For the 5 genomes, 93.5 percent of all genes belong to orthogroups while the remaining 6.5 percent do not.
* Check the species tree file
`Orthofinder` uses phylogenies (trees) to more accurately find orthogroups so we need to know what the species tree looks like and what the names of the internal nodes are.
`cat Species_Tree/SpeciesTree_rooted_node_labels.txt`
* Visualize it at iToL
* Check out the file that describes the orthogroups of genes shared by more than one genome. (N0 is ‘en’-‘zero’, not ‘no’)
`head Phylogenetic_Hierarchical_Orthogroups/N0.tsv`
This file lists out all the genes that belong to each detected orthogroup (second column).
* The orthogroups are listed from largest to smallest, so if you check out the tail of this same file you will find genes that are shared by only 2 genomes.
* The first column refers to the hierarchical level at this the orthogroup is found.

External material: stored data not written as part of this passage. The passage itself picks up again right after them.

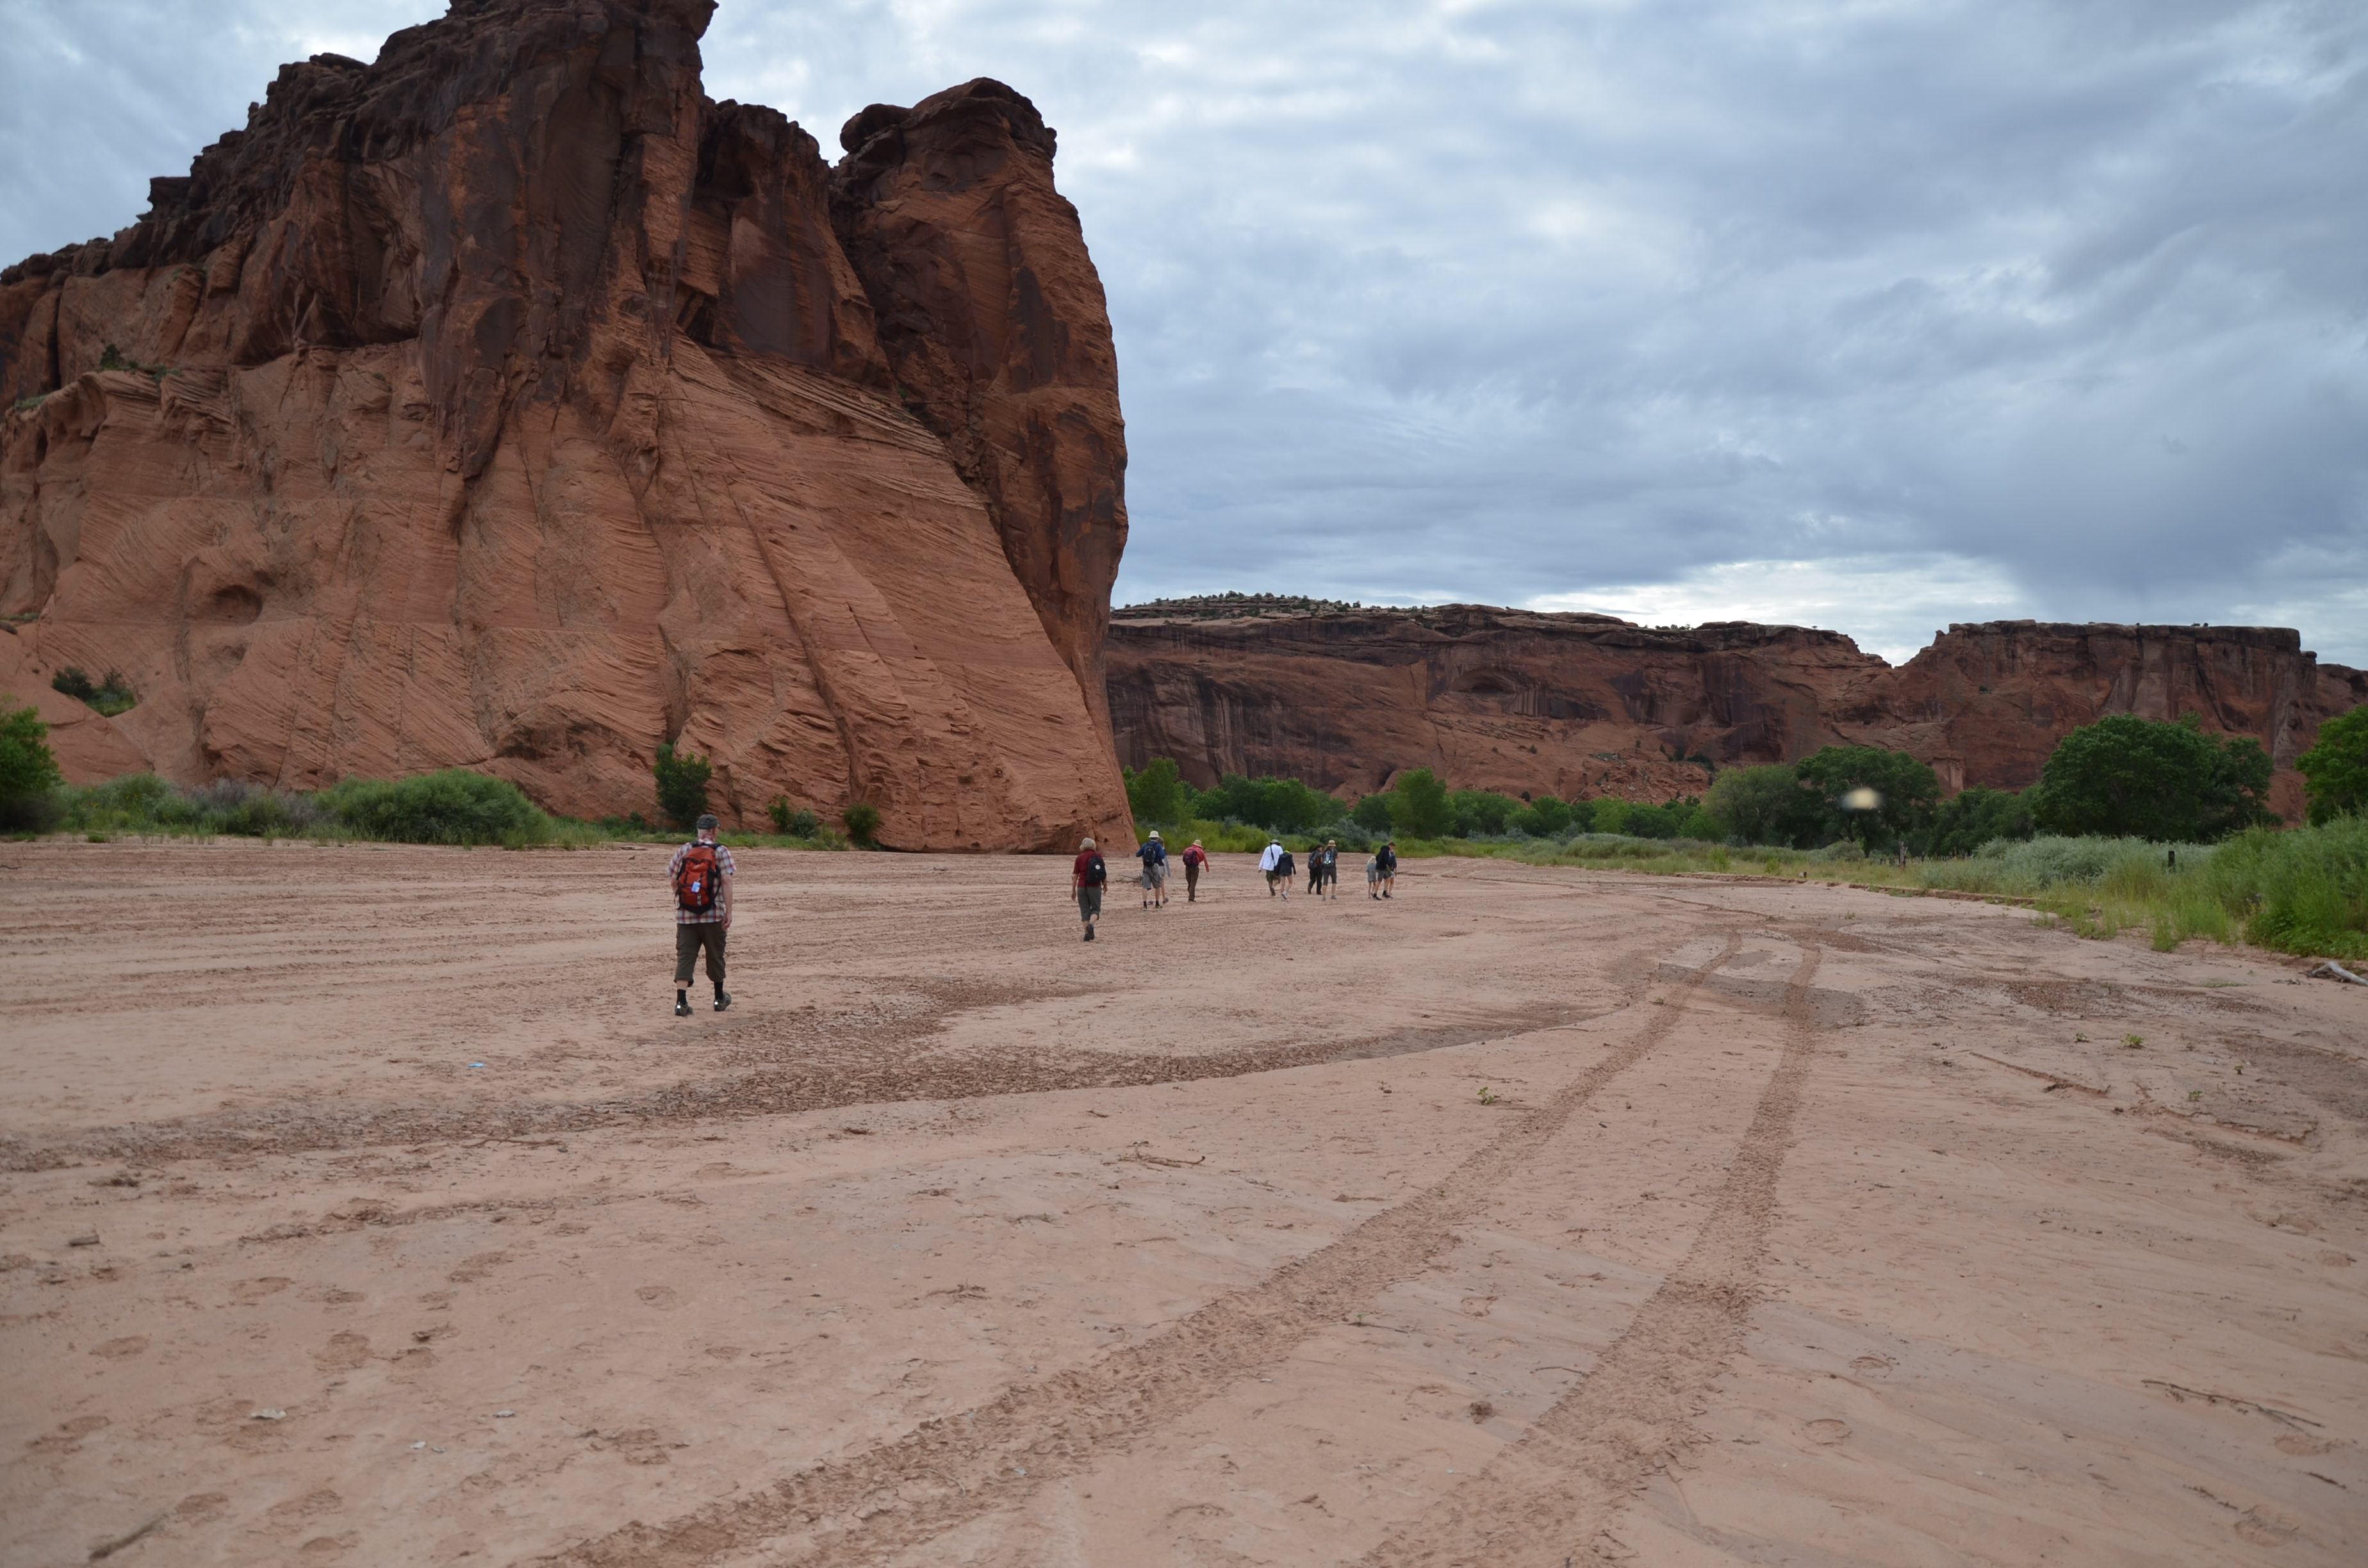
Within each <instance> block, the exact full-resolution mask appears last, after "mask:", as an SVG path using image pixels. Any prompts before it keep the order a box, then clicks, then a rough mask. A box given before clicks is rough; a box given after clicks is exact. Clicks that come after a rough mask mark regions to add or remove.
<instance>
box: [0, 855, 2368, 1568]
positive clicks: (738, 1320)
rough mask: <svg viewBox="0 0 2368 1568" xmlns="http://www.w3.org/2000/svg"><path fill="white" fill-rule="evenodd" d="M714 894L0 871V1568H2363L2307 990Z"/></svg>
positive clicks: (1007, 880) (2152, 980) (1998, 967)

* N0 includes all orthogroups.
* In this case, N1 are orthogroups that exclude *B. pseudomallei*, N2 are inclusive only of *P. hayleyella* genomes, and N3 is inclusive of only *P. bonniea* genomes.
This file will make it easy to sort out the members or orthogroups that are only found in a particular subset of genomes.
Find genes that are shared between genome 1 (*Burkholderia pseudomallei*) and genomes 4 and 5 (Bhqs155 and Bhqs69). The genomes are listed as column names in the header after the first three fields.
Find rows of this file that have an entry in fields $4, $7, $8 but not $5, $6 (the two *P. bonniea*):
```
awk -F "\t" '$4!="" && $5=="" && $6=="" && $7!="" && $8!="" {print}' OFS="\t" Phylogenetic_Hierarchical_Orthogroups/N0.tsv
```
`==` means equal to
`!=` means not equal to
`&&` means AND
See which genes are unique to individual genomes:
`head Orthogroups/Orthogroups_UnassignedGenes.tsv`
Once you’ve gotten specific orthogroups and therefore genes of interest to look at, you may want to go back and check out their functions (now you know how to assign COGs), and do some additional literature research. It could also help to know specific types of genes you are looking for ahead of time and you can use a combination of custom `BLAST` with `Orthofinder` results to see if those genes exist in some but not all of your genomes.